The lesser-known side of Continental

The lesser-known side of Continental
The Continental brand has a very proud heritage and in October last year celebrated its 150th anniversary in the business of mobility. Founded in 1871, in Hanover, Germany, Continental is one of the foremost leaders in tyre technology and one of the world’s largest manufacturers of safe, efficient, and performance-oriented tyres for almost every kind of passenger car, commercial vehicle, and two-wheeler.

With 150 years under its belt, it’s safe to say Continental has quite a story to tell, and there are some quirkier, lesser-known facts about the company that make for an interesting read…  

A certain horse

It would be remiss to exclude a mention of the iconic jumping horse in the logo, that so evinces the strength, agility and endurance of not only the company but its products – he (or she) dates all the way back to 1875 and has been a constant since that time. In fact, one of the earliest items produced and distributed by the company was a hoof buffer – a special rubber used to prevent horses from slipping on icy surfaces.  

A leader and a pioneer

Over the course of its illustrious history, Continental has produced many world ‘firsts’. In 1904, it was the first company in the world to develop grooved tyres for automobiles. Other firsts in production include the first ever patterned tyre tread and the first ever tubeless tyre, as well the world’s first eco-friendly tyre and the world’s fastest road legal tyre. Continental also produced the world’s first ever driverless car in 1968!

The Middle East can also share in Continental’s list of firsts – 2018 saw the launch of the Generation 6, the first range of tyres specifically designed and produced for the region’s climate and driving conditions. In late 2021, the SportContact 7 tyre was introduced, soon to be followed by more in the Generation 7 stable.

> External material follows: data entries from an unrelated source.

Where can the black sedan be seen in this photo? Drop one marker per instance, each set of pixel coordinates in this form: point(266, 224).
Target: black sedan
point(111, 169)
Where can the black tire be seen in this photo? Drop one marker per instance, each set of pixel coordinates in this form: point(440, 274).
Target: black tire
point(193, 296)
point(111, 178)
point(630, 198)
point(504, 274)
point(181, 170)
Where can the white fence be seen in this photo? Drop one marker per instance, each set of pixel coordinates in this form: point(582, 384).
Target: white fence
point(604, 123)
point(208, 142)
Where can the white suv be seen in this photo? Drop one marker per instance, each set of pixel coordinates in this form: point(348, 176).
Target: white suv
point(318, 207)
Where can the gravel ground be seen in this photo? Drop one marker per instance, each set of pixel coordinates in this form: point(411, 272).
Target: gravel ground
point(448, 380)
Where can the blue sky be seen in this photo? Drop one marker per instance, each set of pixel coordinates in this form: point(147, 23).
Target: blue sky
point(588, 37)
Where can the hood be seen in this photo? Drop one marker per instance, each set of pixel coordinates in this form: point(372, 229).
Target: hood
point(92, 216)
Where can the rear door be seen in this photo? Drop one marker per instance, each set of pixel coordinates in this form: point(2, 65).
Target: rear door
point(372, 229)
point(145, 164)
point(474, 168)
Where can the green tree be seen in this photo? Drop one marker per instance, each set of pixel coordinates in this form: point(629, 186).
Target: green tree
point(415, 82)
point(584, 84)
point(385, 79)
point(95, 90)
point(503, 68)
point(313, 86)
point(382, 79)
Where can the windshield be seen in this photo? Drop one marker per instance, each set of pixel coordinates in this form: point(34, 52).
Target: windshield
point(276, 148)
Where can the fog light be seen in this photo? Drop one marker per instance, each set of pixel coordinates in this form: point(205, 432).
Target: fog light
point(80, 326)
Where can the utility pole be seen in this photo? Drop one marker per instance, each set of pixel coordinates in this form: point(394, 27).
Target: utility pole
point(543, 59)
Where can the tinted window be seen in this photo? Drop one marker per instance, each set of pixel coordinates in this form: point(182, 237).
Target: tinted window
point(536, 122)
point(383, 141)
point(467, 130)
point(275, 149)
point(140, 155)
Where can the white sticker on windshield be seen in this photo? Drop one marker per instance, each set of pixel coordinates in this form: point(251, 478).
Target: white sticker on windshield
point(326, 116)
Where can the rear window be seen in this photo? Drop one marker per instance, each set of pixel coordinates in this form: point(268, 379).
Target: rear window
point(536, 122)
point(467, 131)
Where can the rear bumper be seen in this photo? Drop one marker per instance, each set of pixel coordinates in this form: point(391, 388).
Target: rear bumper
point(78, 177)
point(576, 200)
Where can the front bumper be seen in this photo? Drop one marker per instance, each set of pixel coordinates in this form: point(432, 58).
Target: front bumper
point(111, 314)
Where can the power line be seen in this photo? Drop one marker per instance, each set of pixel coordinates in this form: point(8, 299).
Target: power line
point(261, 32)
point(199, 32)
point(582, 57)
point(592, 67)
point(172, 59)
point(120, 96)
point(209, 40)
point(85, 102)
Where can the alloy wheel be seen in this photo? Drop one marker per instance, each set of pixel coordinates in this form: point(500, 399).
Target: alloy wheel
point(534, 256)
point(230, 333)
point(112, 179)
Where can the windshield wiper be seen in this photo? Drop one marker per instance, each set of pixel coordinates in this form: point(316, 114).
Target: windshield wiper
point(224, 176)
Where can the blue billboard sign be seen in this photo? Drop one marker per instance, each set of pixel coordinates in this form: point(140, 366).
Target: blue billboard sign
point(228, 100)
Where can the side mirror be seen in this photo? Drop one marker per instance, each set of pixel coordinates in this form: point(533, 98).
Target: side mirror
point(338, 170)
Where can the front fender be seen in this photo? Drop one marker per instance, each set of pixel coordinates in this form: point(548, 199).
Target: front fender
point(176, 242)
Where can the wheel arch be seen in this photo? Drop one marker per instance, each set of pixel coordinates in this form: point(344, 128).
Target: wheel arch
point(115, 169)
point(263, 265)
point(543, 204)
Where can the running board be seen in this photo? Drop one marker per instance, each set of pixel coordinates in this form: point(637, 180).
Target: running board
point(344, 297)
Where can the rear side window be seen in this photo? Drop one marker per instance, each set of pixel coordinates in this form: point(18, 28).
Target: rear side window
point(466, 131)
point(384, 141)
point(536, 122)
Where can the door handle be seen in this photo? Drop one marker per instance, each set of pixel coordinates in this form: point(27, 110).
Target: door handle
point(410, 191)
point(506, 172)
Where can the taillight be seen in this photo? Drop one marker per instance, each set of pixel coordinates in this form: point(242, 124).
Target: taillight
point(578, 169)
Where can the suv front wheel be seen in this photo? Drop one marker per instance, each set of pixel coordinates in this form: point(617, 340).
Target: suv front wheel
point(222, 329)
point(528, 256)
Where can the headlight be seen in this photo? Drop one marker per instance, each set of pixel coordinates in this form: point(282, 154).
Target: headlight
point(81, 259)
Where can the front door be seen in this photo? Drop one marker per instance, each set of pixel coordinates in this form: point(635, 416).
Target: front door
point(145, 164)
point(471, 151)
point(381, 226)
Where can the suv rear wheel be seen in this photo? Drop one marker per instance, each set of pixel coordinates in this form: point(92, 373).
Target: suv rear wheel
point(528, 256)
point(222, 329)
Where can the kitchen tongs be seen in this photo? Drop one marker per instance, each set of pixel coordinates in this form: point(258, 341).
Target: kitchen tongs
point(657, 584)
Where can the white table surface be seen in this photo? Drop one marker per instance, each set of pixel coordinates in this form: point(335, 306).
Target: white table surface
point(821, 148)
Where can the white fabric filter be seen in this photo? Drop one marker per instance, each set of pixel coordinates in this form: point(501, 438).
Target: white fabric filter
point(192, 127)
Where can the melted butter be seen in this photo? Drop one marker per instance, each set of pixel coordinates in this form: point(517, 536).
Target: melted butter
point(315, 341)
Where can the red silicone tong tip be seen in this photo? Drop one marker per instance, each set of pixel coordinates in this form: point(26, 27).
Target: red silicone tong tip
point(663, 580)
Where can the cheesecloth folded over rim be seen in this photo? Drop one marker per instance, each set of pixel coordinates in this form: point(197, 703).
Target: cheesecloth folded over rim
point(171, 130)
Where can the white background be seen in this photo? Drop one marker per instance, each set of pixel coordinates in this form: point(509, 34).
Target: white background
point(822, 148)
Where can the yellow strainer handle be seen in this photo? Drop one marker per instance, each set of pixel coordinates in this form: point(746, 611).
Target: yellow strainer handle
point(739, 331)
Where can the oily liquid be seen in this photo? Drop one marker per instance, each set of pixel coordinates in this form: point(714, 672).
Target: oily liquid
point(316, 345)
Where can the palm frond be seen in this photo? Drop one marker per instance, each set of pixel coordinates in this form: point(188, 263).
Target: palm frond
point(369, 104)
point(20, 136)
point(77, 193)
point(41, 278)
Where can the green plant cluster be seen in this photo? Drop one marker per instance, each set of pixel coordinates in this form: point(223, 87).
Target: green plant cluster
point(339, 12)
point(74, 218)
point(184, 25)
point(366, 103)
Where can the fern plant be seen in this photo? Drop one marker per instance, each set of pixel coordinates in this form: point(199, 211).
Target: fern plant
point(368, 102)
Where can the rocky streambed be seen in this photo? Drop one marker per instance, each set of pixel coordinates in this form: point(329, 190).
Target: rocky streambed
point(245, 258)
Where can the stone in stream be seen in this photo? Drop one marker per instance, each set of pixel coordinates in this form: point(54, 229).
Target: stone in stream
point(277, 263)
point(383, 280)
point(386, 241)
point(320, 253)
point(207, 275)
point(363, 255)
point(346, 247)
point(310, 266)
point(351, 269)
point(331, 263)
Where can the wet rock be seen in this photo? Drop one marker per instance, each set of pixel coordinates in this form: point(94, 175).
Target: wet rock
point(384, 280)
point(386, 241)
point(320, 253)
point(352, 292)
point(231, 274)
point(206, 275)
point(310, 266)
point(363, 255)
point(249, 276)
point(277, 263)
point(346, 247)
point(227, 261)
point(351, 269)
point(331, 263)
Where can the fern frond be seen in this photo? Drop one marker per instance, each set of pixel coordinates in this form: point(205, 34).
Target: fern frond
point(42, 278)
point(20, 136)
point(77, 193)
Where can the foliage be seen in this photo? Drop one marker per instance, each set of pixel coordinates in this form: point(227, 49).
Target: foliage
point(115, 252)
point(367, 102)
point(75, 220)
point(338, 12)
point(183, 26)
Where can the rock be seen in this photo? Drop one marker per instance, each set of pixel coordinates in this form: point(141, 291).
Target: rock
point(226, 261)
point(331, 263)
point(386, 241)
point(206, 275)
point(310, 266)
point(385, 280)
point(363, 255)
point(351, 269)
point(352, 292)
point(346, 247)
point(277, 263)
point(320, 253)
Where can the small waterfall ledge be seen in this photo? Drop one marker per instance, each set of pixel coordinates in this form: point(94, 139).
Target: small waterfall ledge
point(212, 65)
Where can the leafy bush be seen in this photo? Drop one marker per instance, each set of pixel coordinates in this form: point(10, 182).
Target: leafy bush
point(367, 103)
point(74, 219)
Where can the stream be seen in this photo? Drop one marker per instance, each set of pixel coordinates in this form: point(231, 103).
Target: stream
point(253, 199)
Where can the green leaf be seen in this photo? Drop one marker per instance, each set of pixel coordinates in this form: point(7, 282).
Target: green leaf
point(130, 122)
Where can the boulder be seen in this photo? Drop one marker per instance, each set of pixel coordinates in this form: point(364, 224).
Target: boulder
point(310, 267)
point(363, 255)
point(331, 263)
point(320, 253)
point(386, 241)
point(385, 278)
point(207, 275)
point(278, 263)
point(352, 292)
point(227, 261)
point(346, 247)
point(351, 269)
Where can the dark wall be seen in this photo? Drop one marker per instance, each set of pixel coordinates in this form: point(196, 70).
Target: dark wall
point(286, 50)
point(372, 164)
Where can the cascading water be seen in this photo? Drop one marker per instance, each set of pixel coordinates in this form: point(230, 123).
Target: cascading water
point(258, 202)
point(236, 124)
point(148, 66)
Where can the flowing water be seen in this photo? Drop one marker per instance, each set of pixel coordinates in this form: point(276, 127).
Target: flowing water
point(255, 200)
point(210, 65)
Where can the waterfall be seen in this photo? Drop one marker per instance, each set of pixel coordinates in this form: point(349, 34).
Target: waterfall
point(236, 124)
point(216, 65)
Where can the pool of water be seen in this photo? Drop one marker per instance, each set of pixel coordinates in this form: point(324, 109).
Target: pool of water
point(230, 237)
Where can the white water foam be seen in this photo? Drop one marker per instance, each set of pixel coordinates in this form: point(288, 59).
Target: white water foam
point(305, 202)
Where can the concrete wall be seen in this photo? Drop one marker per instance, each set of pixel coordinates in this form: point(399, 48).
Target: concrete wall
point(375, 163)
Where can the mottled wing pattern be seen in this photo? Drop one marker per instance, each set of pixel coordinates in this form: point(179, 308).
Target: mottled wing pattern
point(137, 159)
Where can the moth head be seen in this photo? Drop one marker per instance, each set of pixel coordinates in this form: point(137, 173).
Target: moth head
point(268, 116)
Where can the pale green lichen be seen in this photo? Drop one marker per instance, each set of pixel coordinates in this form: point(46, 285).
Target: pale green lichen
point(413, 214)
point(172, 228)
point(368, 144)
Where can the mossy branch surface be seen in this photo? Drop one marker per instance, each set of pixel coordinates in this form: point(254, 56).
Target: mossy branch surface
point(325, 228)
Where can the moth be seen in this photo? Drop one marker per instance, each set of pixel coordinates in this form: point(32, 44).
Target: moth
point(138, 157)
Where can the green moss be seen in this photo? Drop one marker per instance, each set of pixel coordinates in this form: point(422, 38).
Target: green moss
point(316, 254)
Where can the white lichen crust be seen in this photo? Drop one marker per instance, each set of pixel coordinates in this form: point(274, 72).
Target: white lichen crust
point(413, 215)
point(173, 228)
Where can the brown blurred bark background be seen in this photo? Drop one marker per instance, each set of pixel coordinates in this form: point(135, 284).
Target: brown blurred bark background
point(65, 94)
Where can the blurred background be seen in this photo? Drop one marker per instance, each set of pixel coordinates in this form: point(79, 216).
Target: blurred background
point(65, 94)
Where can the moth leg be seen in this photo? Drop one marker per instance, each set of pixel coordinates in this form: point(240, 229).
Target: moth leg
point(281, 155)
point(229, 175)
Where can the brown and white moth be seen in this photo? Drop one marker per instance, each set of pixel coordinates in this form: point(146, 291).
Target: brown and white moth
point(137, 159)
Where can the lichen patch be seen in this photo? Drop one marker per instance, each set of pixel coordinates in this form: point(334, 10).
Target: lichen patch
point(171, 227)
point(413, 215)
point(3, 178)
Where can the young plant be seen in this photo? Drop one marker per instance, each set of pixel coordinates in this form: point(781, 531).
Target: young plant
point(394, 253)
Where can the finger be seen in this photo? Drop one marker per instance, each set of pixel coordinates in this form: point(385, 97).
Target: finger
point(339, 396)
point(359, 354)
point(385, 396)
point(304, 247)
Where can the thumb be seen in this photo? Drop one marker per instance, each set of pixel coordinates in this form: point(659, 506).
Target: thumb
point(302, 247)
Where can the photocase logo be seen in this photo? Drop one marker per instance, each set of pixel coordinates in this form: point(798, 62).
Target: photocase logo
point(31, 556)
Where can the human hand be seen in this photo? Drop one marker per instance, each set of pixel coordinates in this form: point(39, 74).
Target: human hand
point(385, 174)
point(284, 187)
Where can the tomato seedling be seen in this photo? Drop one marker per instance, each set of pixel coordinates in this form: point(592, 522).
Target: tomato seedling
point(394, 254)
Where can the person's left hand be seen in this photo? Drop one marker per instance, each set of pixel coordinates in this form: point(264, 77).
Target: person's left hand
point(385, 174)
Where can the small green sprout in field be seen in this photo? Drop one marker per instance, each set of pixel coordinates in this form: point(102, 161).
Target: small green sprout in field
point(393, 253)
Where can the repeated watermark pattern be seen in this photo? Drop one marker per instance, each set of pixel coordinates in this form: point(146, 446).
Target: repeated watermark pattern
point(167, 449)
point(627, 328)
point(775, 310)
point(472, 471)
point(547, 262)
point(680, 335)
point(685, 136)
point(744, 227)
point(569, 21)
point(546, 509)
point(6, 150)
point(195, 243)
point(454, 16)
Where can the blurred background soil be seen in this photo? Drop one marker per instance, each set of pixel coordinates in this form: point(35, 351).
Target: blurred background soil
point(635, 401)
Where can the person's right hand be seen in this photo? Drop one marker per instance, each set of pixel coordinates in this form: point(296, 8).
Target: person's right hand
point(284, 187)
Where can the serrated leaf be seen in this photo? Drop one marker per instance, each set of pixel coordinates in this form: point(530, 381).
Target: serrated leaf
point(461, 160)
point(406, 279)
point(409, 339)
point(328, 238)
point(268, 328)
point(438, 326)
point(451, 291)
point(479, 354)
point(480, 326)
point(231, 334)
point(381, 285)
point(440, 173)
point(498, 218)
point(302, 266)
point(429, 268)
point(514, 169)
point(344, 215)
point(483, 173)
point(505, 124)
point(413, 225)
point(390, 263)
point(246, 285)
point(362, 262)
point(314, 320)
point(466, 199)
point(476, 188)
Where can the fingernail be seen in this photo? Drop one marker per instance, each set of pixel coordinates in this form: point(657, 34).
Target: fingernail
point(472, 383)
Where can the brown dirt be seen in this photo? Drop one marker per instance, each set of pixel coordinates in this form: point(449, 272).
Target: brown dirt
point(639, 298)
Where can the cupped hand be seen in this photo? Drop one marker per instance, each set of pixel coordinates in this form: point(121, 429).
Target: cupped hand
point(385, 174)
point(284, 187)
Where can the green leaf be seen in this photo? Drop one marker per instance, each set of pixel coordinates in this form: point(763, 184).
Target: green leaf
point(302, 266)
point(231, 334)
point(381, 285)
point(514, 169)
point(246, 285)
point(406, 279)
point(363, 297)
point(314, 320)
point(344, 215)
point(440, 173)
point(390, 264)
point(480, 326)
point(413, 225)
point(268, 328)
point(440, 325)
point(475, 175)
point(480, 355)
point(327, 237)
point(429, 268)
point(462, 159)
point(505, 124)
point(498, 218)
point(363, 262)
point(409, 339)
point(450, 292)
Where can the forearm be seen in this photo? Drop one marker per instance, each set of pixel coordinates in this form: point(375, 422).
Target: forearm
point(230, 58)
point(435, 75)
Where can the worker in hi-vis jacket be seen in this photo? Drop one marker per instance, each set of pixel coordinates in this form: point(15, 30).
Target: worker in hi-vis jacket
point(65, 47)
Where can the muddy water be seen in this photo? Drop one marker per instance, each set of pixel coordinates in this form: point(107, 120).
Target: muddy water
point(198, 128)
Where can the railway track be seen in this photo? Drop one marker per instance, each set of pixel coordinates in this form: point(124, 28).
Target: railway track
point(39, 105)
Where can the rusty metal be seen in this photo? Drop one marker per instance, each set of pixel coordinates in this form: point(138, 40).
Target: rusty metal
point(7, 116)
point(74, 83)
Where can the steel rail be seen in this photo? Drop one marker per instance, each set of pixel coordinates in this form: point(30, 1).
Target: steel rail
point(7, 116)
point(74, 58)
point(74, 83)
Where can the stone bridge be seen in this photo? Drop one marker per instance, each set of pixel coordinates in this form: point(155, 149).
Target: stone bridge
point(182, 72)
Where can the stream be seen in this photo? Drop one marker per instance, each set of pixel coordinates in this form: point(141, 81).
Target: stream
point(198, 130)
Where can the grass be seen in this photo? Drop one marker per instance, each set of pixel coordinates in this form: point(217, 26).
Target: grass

Continental doesn’t limit itself to the tarmac either: in 1909 French aviator, Louis Bleriot was the first to fly the English Channel. The flying surfaces on his mono plane were covered with Conti ‘Aeroplan’ material.  

More than tyres

Continental is one of the largest automotive manufacturers in the world – also producing brake systems; systems and components for powertrains and chassis; instrumentation; infotainment solutions; vehicle electronics; and technical elastomers.

And now about those dandelions

Always researching and innovating, 2011 saw Continental focussing on the development of an alternative natural material for tyre production – notably, a very high-yield and hardy type of dandelion based on a Russian variety of the plant. The first Continental tyre with a tread made of dandelion rubber was produced in 2014. This ground-breaking development means the company’s tyres are now more sustainable in several ways – landfill waste and microplastic pollution are reduced, as well as the geographical limitations and market volatility attributed to use of the rubber from traditional plantations. This important new and natural rubber and its adoption has received a multitude of awards in the fields of sustainability and technology.

Always spicing things up

Black chili is another innovation from Continental and following on from dandelions, one can grasp just how far outside the proverbial box the company will go to keep forging the way ahead for sustainability and modernisation. Black Chili is a combination of the very latest polymers with specially developed carbon black particles and filler materials – resulting in a revolutionary tyre tread suitable for both cars and bikes. Known for its superior grip, rolling resistance and mileage on the road, the Black Chili tread compound has also been adopted by the professional cycling elite in many of the Tour de France teams.

With 150 years of experience and growth, not to mention a magnificent array of stories and anecdotes gathered along the way, Continental will continue its amazing journey well into the future with promises of many more surprises and innovations on the horizon.